2. Relish the Experience

Think of this as a chance to better yourself. As a super senior, you’ve been given an extra year, maybe two, to figure out what you really want to do with your life. Don’t be a “do nothing bitch,” and instead pursue activities that will maximize your chances of surviving post-grad life.

3. Charm Your Way to a Job

Who says you can’t get a “real job” while you’re still in college? What most students don’t know is that getting a job is 70 percent networking/30 percent credentials. That TV show trope where you see the suck-up being promoted is surprisingly realistic. If the bosses like you, you’re in.

I’m not promoting being a suck-up, but rather advocating that you nurture connections in order to pursue your goals. Pretty soon, you’ll be in the same starting position as most recent graduates.

4. Utilize Your Knowledge of Campus

It’s a huge perk knowing where to find guaranteed parking or really good deals. There are limitless resources available on campus, you just have to know where to look. As a super senior, the time is ripe for you to take full advantage of all these lurking perks.

After all you’re basically paying an entire year’s salary to go to this school, so why not suck them dry?

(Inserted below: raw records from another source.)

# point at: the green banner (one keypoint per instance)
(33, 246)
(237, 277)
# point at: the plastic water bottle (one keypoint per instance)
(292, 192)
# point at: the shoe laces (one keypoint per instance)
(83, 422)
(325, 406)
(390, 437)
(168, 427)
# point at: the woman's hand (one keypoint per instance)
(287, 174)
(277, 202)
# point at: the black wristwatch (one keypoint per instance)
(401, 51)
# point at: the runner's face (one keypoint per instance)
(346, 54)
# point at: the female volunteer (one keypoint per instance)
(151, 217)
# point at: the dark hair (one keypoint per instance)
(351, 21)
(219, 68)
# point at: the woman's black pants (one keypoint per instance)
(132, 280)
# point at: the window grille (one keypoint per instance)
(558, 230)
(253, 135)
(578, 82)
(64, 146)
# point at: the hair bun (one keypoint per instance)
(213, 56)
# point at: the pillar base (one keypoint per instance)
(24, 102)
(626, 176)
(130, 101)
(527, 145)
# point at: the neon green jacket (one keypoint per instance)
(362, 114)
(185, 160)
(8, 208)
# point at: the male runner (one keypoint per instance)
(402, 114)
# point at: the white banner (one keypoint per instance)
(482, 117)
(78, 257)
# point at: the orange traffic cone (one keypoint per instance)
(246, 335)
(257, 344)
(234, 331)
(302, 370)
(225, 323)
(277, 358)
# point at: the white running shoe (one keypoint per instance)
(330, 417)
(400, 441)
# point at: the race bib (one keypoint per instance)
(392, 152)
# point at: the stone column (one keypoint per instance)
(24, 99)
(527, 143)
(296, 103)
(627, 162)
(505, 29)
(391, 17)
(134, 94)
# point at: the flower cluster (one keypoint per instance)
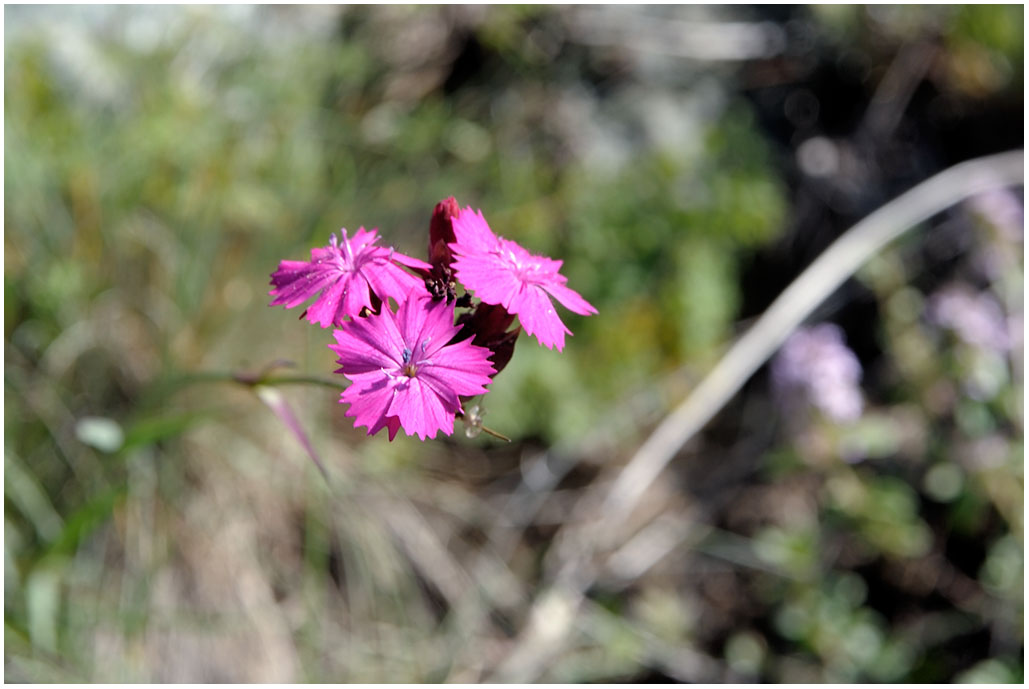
(410, 365)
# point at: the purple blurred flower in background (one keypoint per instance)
(977, 319)
(1003, 210)
(815, 366)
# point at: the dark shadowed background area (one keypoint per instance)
(853, 514)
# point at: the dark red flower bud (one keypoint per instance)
(439, 280)
(441, 231)
(488, 327)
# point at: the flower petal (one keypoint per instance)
(570, 299)
(420, 409)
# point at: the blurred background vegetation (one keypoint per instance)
(685, 164)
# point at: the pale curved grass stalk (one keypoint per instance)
(796, 302)
(555, 609)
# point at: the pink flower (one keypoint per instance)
(500, 272)
(349, 275)
(404, 373)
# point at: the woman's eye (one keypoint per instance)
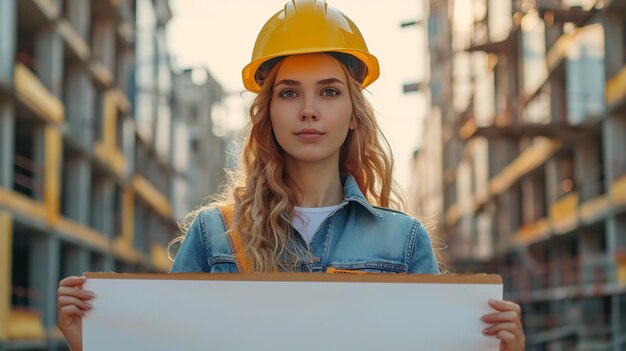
(287, 94)
(330, 92)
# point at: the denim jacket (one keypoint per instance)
(356, 236)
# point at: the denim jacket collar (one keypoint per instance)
(352, 193)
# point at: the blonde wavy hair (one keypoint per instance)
(259, 187)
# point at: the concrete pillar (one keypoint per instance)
(78, 13)
(103, 42)
(614, 144)
(6, 246)
(614, 34)
(552, 182)
(49, 59)
(44, 276)
(75, 261)
(8, 36)
(77, 181)
(79, 105)
(587, 169)
(7, 141)
(102, 206)
(39, 160)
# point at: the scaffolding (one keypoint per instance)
(527, 128)
(85, 163)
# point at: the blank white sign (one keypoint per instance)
(189, 312)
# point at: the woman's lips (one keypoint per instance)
(309, 136)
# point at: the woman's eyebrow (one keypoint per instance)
(292, 82)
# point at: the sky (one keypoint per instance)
(220, 35)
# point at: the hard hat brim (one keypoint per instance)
(370, 61)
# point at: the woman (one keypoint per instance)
(314, 189)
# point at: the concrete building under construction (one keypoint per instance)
(524, 158)
(94, 162)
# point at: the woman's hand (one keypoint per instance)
(506, 325)
(71, 306)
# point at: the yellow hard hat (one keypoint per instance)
(308, 26)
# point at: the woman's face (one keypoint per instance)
(311, 108)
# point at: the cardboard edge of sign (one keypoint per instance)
(310, 277)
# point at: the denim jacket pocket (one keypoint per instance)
(366, 267)
(222, 264)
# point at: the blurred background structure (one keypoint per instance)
(100, 142)
(105, 145)
(524, 158)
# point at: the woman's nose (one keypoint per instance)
(308, 110)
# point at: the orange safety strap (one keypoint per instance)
(234, 238)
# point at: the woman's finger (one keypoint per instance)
(511, 342)
(79, 293)
(510, 327)
(508, 316)
(70, 300)
(502, 305)
(70, 310)
(72, 281)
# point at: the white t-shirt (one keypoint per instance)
(308, 219)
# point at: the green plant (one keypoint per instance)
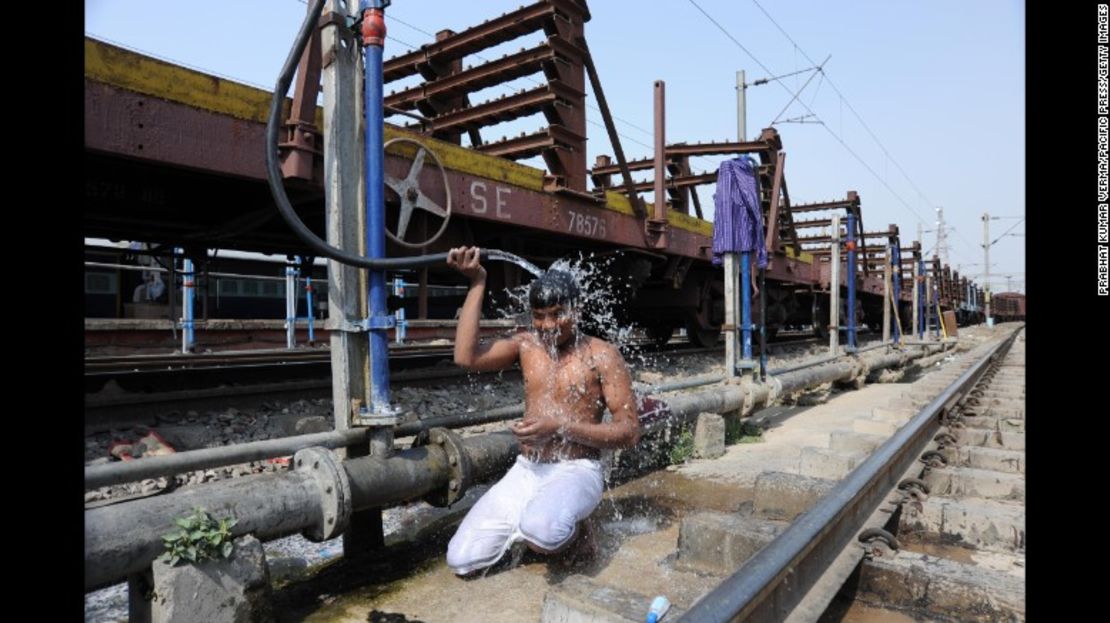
(683, 448)
(199, 536)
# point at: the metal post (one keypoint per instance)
(851, 281)
(373, 30)
(915, 291)
(835, 289)
(399, 331)
(886, 297)
(986, 269)
(746, 303)
(763, 324)
(936, 307)
(732, 313)
(171, 293)
(187, 305)
(896, 299)
(742, 122)
(310, 313)
(928, 305)
(344, 188)
(422, 295)
(920, 299)
(290, 305)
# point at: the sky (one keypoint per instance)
(918, 106)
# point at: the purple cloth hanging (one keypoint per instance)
(737, 219)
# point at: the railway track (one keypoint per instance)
(930, 526)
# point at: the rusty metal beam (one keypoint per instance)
(776, 190)
(682, 150)
(497, 30)
(679, 181)
(504, 69)
(507, 108)
(860, 249)
(814, 223)
(836, 204)
(526, 146)
(595, 82)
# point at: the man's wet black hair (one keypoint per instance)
(553, 288)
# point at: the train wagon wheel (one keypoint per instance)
(412, 198)
(702, 335)
(659, 332)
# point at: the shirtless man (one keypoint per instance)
(568, 381)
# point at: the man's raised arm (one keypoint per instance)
(468, 353)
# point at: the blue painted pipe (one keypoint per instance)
(920, 300)
(936, 310)
(312, 320)
(187, 305)
(896, 294)
(746, 303)
(380, 318)
(851, 281)
(290, 307)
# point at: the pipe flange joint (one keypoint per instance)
(380, 322)
(334, 490)
(458, 468)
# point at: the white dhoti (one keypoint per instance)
(541, 503)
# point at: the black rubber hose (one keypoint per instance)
(274, 176)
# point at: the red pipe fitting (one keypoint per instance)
(373, 28)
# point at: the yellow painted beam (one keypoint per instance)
(151, 77)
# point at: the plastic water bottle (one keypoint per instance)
(659, 606)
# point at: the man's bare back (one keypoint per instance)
(567, 388)
(569, 378)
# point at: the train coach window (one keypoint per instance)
(101, 283)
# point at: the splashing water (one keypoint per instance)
(506, 257)
(602, 294)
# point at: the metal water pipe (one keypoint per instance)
(850, 249)
(187, 303)
(896, 295)
(290, 305)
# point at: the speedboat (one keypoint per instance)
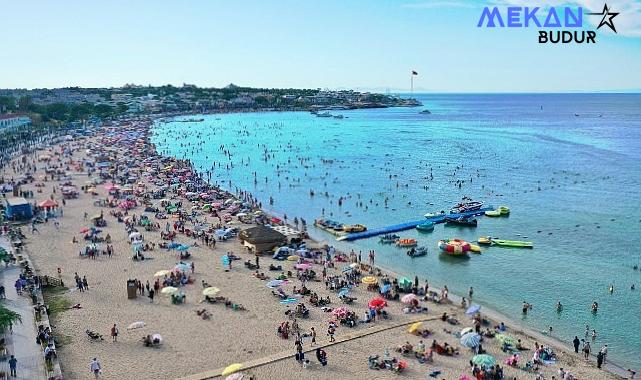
(461, 221)
(407, 242)
(417, 252)
(425, 227)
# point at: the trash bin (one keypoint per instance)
(132, 289)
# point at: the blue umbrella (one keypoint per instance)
(471, 340)
(473, 309)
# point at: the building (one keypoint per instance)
(13, 120)
(262, 238)
(18, 209)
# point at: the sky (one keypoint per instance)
(335, 44)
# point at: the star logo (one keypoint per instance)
(607, 18)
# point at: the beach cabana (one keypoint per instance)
(18, 209)
(262, 238)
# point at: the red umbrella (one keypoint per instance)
(377, 303)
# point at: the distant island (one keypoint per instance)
(73, 104)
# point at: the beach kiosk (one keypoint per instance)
(261, 238)
(18, 209)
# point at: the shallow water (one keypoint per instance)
(571, 182)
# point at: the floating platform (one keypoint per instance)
(410, 225)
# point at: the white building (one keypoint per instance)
(12, 120)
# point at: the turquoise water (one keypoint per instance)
(571, 182)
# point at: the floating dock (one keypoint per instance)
(410, 225)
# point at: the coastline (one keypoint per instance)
(494, 315)
(252, 332)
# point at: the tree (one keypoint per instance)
(8, 318)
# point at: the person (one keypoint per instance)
(95, 367)
(586, 349)
(313, 335)
(604, 351)
(13, 362)
(321, 355)
(114, 333)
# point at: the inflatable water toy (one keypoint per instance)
(461, 221)
(501, 211)
(407, 242)
(486, 240)
(417, 252)
(389, 238)
(466, 207)
(454, 247)
(354, 228)
(425, 227)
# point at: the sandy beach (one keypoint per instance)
(191, 344)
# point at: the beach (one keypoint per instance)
(191, 344)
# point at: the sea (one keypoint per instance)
(567, 165)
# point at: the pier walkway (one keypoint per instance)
(410, 225)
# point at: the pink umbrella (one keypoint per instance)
(339, 311)
(409, 298)
(377, 303)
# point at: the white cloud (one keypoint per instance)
(627, 22)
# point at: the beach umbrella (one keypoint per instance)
(505, 339)
(473, 309)
(414, 326)
(369, 280)
(210, 291)
(275, 283)
(486, 361)
(168, 290)
(471, 339)
(157, 338)
(136, 325)
(403, 282)
(377, 303)
(409, 298)
(466, 330)
(339, 311)
(231, 369)
(183, 267)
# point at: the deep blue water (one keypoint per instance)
(567, 165)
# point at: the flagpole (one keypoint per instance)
(411, 82)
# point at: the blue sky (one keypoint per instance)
(329, 44)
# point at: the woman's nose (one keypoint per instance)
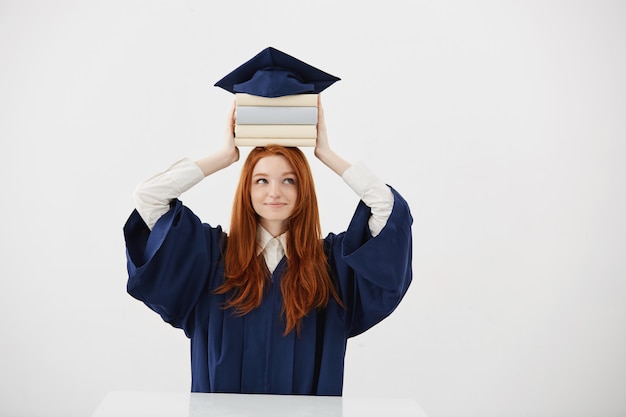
(274, 189)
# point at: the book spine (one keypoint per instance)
(240, 141)
(276, 131)
(276, 115)
(243, 99)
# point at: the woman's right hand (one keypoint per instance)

5. Take Advantage of the Financial Aid

There are a select few who are given more financial aid than what they actually need, so use that money to do something memorable! By memorable, I don’t mean investing it or putting it in the retirement fund. What are you, thirty?

While there are benefits to using that money responsibly, wouldn’t you rather blow it on an once-in-a-lifetime trip to South Africa? Maybe it’s the millennial in me talking, but go for it!

After you come back from your government-funded vacation, you’ll have reached your final semester. The complaining and the ranting will all have become a distant memory. You’ll approach graduation day and a montage of your adventures will flash before your eyes. Maybe not that dramatic, but something similar will probably happen.

Before you delve into the final days of your eventual graduation, do something that you’ve always wanted to do. Forgo the consequences! You can ask out that hot T.A. in your differential calculus class, or if you’re extra bold, ask the professor. You can finally tell that ass-kissing Jenny to fuck off after so many years of bottled up frustration. You can even plagiarize a paper! Just kidding, don’t do that.

Being a super senior will make you face your insecurities and hone them into something better. You’ll worry about this only while you’re in school, but once you graduate, no one really cares how long it takes you to finish your degree. Fuck the haters and go through life at your own pace.